Banqueroute annoncée pour certains Etats américains

La California, l’Illinois et le New Jersey se retrouvent en cette fin 2010 dans une situation financière fort périlleuse du fait de déficits qui se comptent par dizaines de milliards de dollars. En fait, d’autres Etats américains pourraient bien leur emboîter le pas en 2011 car les investisseurs exigent encore et toujours plus de rendement (d’intérêts) sur leurs prêts tels que reflétés à travers les marchés obligataires. Effectivement, ces Etats n’ayant pas la faculté régalienne et Ô combien commode d’imprimer de la monnaie à partir du néant comme peut le faire l’Etat Fédéral, ils en sont ainsi réduits à devoir aller dans l’arène impitoyable des marchés – et donc de devoir surpayer leur financement – afin de rester à flots… Le privilège exorbitant de Washington – qui use et qui abuse des baisses de taux quantitatives – et qui dispose à son gré de la première devise de réserve au monde n’étant pas partagé entre les Etats de l’Union, certains de ceux-ci se retrouveront vraisemblablement en situation d’insolvabilité en 2011.

En effet, cette situation d’extrême fragilité étant exacerbée par des investisseurs qui, conscients de ce risque, demandent à être rémunérés en fonction et qui majorent donc progressivement le taux prélevé sur la dette de ces Etats… tant et si bien que cette déroute programmée est parfois comparée à l’effondrement bancaire et financier de l’automne 2008. Un certain nombre de projet de travaux publics sont ainsi purement et simplement annulés car, comme l’affirmait tout récemment Chris Christie, Gouverneur du New Jersey, sur la célèbre émission « 60 Minutes » : Je ne peux payer ces travailleurs si je n’ai pas l’argent pour les payer.
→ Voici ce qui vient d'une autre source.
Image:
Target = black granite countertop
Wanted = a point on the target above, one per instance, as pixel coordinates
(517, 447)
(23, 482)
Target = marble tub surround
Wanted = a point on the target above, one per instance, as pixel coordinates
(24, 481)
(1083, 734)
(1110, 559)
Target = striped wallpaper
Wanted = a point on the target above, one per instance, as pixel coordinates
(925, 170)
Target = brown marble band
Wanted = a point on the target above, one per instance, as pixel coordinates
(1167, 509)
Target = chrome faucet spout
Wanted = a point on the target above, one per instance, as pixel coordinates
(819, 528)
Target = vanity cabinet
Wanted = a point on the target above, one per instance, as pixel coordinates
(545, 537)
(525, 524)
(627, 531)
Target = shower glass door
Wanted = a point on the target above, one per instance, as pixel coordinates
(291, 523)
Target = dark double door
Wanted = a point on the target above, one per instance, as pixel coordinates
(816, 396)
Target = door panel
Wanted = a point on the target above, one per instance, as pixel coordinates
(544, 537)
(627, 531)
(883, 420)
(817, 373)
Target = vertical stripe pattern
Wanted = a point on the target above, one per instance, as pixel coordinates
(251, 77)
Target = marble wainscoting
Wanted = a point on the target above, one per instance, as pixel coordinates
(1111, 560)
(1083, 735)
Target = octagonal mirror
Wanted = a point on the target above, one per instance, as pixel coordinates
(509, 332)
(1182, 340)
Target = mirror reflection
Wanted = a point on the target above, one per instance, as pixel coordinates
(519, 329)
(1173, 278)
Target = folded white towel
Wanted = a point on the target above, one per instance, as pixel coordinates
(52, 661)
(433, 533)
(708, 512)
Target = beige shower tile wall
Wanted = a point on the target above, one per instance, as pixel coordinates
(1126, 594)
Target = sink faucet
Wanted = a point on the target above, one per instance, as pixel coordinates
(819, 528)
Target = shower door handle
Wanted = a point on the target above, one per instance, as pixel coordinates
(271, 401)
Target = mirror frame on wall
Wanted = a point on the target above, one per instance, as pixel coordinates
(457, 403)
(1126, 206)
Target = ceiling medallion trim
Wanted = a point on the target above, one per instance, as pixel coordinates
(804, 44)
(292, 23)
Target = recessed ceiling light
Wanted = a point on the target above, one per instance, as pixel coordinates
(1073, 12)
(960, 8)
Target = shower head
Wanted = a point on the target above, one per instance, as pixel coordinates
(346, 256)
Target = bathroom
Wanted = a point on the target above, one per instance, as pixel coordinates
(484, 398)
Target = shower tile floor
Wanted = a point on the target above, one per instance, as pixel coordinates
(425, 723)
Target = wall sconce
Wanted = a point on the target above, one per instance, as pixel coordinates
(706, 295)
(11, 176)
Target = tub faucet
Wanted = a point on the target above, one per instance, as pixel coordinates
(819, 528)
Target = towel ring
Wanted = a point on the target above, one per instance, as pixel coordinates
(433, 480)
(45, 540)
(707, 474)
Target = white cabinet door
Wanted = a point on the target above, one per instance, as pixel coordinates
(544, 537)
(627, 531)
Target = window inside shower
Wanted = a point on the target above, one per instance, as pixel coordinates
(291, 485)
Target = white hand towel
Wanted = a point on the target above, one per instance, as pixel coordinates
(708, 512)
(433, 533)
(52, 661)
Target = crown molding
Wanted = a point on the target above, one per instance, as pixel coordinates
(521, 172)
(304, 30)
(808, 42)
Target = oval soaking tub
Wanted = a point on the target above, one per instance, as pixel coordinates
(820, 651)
En finalité, (textuellement: “the bottom line ») je n’ai pas cet argent »! Cette crise ajourne donc des travaux indispensables car consistant à améliorer les infrastructures ou à mettre en place des plans de redressement et de développement économiques tout en étant une des raisons fondamentales faisant que le chômage reste élevé aux Etats-Unis. Le pays se retrouve en conséquence dans un cercle vicieux car ce chômage est lui-même responsable des ressources fiscales déclinantes de ces Etats qui n’ont ainsi d’autre choix pour assurer leur train de vie (déjà fort réduit) que d’aller se financer sur les marchés…

C’est ainsi que la dette des collectivités locales US (municipal debt) s’est creusée de 1’400 milliards de dollars en 2000 à 2’200 milliards aujourd’hui tandis que leurs endettements combinés à ceux des Etats sont à leur plus haut niveau historique, soit à 22% du P.I.B. des USA de nos jours contre 15% il y a dix ans! (source: Wall Street Journal) Dans un tel contexte, n’est-il pas débile (pardonnez l’expression) de consacrer annuellement 800 milliards de dollars au budget défense?